View full sizeLouisiana has historically claimed only the waters 3 miles off its coast, but last year, the state extended that line to more than 10 miles. That will greatly affect which oil and gas rigs are fair game for anglers to target red snapper. (Photo by Todd Masson, NOLA.com | The Times-Picayune) At the commission meeting, Louisiana Charter Boat Association president Daryl Carpenter asked Pausina whose waters those were.
“We both claim them,” Pausina said.
“Kind of like smoking a joint in Colorado?” Carpenter asked.
“Exactly,” Pausina responded.
It remains to be seen if federal agents will attempt to enforce federal regulations from 3 miles out to 10.357 miles.

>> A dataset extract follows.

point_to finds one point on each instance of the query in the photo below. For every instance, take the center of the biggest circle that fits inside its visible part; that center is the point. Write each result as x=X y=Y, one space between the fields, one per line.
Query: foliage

The Gulf Council is currently considering a proposal that would grant regional management to states for the 2014 season, but it’s really just restating bad regulations, Louisiana Wildlife Federation representative Chris Macaluso told the commission.
“We’ve reviewed the proposal, and it gives you flexibility with season dates but not with management,” he said. “It allows the department seasonal creel limits, but there’s no flexibility with the number of fish taken.”
Macaluso said studies show recovery rates in the northern Gulf are substantially higher than those in the eastern Gulf.
“The larval count is eight times higher in the northern Gulf than the east, and the pressure is substantially higher in the eastern Gulf, yet they’re all governed by the same rules,” he said.
Under the Gulf Council’s proposal, a quota overage in one portion of the Gulf would reduce the quota allowance in another part, Macaluso said.
“The scientific data shows you have many more fish in Louisiana than you have in Florida, so how can you practicably manage it as one stock?” Macaluso wondered.
Louisiana’s dates will be made official on Feb. 20 when they are published in the state’s register.
Anglers fishing in Louisiana waters will have 86 days in the season. In federal waters, anglers will have only 27 days, according to commissioner Billy Broussard.